A lover of creatures great and small, Cabot Yerxa found companionship and enjoyment in the burros, snakes, lizards, and tortoises with whom he shared his property. He also had a more common pet — a situation that arose from happenstance. It was in 1953 that Cabot heard a weak cry and spotted a tiny black kitten, which retreated into a clump of thick brush. Let’s let Cabot pick up the tale from there in his own words.
That night, I carried a small saucer of milk to the spot, but saw no cat. The next morning, the dish was empty. This went on for over a week before I discerned the small fellow to be watching one night as I placed the saucer in the accustomed spot.

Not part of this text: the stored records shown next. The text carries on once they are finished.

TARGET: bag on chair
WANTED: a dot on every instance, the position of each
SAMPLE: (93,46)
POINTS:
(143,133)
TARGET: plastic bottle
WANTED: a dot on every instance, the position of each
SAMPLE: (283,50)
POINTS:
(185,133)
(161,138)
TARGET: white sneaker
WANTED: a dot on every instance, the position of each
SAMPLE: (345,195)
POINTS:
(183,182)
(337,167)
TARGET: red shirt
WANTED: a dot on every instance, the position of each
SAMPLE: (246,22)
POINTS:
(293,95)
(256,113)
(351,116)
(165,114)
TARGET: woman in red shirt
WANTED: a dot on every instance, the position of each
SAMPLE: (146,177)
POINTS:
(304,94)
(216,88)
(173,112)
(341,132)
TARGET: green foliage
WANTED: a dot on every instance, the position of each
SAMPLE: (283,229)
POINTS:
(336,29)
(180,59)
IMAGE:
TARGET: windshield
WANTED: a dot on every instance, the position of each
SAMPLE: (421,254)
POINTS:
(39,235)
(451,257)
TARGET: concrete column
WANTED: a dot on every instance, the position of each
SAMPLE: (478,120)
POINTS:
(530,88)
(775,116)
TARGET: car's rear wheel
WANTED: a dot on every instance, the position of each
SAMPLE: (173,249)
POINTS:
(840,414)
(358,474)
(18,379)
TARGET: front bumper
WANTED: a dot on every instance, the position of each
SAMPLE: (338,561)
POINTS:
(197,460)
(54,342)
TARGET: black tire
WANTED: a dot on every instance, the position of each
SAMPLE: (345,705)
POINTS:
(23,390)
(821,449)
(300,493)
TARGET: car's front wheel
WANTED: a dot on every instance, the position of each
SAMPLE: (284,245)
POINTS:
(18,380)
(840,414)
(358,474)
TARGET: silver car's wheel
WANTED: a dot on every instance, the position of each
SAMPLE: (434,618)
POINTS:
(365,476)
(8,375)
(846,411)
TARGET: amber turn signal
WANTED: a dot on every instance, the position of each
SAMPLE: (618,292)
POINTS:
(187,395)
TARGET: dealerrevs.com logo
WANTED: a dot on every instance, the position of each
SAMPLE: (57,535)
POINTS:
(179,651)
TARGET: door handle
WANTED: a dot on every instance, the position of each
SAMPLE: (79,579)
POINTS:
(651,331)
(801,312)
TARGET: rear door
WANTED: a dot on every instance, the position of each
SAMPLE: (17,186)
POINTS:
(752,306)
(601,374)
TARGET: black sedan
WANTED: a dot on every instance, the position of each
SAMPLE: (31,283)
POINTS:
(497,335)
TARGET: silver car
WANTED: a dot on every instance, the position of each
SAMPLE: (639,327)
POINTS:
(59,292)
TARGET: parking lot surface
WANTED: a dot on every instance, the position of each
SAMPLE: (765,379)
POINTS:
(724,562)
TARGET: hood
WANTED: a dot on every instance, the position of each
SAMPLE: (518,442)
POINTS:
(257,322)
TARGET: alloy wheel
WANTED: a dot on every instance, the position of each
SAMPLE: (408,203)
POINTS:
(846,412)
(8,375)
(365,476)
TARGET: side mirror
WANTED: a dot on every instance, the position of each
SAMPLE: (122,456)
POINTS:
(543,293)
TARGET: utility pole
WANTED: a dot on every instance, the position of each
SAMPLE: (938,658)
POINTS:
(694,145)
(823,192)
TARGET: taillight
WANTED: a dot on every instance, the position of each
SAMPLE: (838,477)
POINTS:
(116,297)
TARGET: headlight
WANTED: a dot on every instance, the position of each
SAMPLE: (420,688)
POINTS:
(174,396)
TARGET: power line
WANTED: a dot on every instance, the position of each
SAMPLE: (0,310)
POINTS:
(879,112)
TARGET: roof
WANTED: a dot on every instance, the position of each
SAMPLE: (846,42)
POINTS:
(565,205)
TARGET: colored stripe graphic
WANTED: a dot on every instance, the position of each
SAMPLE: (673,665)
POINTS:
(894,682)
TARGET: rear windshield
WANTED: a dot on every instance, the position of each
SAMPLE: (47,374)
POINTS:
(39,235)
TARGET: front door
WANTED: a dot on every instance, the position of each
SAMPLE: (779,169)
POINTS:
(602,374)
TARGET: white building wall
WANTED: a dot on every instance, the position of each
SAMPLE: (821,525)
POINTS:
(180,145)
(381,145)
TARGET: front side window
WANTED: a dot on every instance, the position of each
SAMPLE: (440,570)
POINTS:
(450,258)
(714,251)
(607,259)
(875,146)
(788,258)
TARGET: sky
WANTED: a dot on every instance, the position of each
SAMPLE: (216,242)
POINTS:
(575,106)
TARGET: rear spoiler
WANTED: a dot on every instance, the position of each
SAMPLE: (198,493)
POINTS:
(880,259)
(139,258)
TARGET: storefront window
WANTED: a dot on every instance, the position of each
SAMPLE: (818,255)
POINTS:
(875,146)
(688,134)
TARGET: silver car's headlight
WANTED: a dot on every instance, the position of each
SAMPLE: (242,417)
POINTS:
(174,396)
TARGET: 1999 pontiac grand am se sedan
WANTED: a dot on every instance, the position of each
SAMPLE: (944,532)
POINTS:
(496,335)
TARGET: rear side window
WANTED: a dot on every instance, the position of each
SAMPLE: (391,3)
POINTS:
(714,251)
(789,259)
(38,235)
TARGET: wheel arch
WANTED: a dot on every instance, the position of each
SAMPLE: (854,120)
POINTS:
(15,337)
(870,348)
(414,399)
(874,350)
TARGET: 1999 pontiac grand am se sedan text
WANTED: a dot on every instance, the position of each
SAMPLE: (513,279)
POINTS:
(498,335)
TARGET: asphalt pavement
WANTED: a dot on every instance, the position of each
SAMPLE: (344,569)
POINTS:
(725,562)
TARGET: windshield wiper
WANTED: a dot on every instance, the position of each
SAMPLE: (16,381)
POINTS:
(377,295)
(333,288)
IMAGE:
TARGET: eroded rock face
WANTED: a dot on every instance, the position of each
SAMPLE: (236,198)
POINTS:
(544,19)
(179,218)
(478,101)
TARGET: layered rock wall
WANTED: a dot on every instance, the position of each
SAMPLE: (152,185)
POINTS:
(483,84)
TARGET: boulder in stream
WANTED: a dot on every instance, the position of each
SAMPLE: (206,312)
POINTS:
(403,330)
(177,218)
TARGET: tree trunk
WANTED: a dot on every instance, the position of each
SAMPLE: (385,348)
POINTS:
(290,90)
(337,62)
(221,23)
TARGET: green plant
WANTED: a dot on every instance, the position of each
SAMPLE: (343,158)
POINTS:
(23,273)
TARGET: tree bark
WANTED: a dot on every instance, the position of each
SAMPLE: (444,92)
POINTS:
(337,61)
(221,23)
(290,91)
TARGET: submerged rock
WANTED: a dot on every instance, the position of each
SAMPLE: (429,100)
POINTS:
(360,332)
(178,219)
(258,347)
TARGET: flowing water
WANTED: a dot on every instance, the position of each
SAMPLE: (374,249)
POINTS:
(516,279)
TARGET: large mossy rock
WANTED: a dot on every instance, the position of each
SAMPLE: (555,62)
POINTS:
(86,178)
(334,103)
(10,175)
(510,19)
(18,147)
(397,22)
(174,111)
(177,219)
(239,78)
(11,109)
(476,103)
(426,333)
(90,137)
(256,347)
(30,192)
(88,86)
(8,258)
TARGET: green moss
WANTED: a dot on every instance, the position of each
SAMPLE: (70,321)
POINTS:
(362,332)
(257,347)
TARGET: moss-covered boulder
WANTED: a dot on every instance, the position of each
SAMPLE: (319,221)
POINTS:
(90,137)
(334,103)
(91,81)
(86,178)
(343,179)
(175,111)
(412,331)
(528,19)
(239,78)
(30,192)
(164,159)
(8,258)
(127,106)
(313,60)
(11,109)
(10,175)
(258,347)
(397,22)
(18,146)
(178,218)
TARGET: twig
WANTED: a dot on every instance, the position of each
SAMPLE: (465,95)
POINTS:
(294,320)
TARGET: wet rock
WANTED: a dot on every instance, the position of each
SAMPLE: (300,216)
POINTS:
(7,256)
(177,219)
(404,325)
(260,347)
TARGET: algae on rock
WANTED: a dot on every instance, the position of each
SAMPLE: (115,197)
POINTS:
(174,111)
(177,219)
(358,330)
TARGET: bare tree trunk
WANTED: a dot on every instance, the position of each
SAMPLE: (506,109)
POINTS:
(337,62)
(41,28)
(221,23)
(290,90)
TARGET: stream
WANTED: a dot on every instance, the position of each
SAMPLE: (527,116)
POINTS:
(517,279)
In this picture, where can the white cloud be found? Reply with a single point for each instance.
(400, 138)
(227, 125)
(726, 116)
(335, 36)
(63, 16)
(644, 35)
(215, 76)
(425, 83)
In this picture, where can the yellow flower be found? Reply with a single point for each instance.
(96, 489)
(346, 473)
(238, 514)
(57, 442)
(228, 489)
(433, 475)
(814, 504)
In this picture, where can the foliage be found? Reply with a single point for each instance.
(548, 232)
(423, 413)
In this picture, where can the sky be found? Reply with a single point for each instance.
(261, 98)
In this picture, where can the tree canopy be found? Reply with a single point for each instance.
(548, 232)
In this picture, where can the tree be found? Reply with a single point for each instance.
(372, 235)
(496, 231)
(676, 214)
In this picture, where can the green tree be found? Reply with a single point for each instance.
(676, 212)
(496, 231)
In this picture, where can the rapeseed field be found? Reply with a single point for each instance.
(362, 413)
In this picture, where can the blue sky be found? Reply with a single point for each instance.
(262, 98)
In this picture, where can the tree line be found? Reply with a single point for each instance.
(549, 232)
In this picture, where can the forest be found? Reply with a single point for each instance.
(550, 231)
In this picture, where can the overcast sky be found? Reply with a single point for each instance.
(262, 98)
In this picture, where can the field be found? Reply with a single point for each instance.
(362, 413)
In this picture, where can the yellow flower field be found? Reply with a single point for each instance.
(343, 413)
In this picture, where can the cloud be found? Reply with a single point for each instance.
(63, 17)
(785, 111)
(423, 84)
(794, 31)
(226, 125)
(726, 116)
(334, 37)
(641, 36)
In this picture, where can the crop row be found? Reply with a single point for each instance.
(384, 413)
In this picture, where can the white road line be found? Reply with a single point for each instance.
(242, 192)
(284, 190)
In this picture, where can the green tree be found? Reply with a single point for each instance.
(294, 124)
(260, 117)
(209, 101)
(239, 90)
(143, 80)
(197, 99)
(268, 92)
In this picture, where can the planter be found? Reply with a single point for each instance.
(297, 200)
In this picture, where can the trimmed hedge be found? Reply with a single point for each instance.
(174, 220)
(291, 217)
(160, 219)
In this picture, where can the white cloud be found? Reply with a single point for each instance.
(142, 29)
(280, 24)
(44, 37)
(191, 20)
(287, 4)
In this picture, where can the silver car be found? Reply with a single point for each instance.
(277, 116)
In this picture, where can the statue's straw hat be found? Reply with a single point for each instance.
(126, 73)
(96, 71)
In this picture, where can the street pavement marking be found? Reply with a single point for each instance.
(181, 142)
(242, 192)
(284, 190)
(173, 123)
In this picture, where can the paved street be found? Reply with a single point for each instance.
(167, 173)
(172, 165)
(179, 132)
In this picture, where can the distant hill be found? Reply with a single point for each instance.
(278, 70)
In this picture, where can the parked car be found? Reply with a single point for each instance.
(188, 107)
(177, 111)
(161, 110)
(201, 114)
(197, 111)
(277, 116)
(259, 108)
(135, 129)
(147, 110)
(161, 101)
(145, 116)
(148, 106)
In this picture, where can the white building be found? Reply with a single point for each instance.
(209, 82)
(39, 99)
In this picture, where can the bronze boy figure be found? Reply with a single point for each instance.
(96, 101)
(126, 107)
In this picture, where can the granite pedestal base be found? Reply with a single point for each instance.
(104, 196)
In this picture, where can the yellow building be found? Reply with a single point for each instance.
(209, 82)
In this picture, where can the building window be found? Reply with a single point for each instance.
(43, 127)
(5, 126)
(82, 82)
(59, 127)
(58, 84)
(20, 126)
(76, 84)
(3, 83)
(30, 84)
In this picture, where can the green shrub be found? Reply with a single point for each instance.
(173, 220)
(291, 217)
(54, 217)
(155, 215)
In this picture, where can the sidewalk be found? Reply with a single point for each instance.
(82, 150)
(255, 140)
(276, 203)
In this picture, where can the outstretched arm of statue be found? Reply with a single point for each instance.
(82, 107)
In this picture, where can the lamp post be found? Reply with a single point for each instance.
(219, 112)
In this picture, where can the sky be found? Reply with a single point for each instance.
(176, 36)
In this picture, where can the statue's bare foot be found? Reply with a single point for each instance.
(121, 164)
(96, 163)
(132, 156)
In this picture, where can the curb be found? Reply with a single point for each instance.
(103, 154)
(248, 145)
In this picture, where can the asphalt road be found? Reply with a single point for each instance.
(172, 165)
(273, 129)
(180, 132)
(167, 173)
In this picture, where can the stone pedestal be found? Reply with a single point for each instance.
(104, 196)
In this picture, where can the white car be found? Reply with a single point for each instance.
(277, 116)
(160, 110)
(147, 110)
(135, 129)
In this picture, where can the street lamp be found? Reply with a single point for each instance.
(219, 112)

It took more than a month to break down the kitten’s distrust and get it to come to the goat corral for its milk. Even then, if I approached within 10 feet, it would back up and spit with fur raised along its back. Fully two months passed before it could be petted. Someone had thrown this tiny kitten away on the desert when it was so small that it could curl up in a cereal bowl. Weak, thin, and scared, it distrusted all humans. However, after three years, it has become large and strong and is a very important part of the Old Indian Pueblo. Now he acts as though he owns the place.
It never played like most kittens — never would chase a spool on a string or anything like that. It was too dignified and knew the difference between desert rats and spools on a string.
Because this cat is black with gray shades, we named him Smokey. His fur is very thick and much longer than usual. He walks proudly with his tail straight up in the air. It is much too long to be like other cats’ tails. In fact, it measures 15 inches, and the end has a curl just like a question mark. He keeps curling and uncurling the last 5 inches of his tail as he walks.
After trying all the different canned cat foods, of which he took small interest, we tried a can of dog food. This he likes. Presumably he considered cat food too sissy for a cat that lives out of doors all the time.
This Old Indian Pueblo has 65 doors, and it is possible to enter or leave the building by any one of 17 doors. So when I first go out to gather milk from the goat, Smokey never knows which door will open. At first, he was much frustrated and would come screaming in protest for his breakfast. But Smokey now has this situation all figured out. The pueblo has 30 roof levels, and it is his custom soon after daylight to sit on one of the high levels and listen intently for a door to open. Then down he jumps from one level to another, finally to the ground to claim his breakfast.
Occasionally Smokey makes hunting trips into the small canyons back of the pueblo and stays out from three to five days. Back in those canyons, there is much small life — desert rats, field mice, kangaroo rats, lizards, snakes, rabbits, etc. So he has a very exciting time, no doubt. Sometimes, he brings home with him rat tails, rabbit ears or feet as proof of his prowess. These he deposits always under one certain tree in the yard.
He drinks milk out of a blue bowl. One day, this was being washed and his milk was put in a green one. He refused to drink it. I went into the house and changed the milk into his regular blue bowl. Then he drank the milk.
When I work outside about the buildings, mixing concrete or making repairs, Smokey comes along and sits down to watch. He accompanies me on short walks and follows closely at my heels as the goat and various desert tortoises are fed and watered for the day.
When he sits down on his heels in quiet contemplation, he wraps that extra-long tail all around his four feet and purrs very quietly.
Smokey’s transformation from weak and frightened to strong willed and contented reminds us of the power we wield when we possess caring hearts. Cabot’s devotion and patience in gaining the kitten’s trust further exemplifies the way humans should treat creatures great and small. When we question ourselves, “Why should I bother?” the answer may be as simple as “Because my efforts might make a difference.”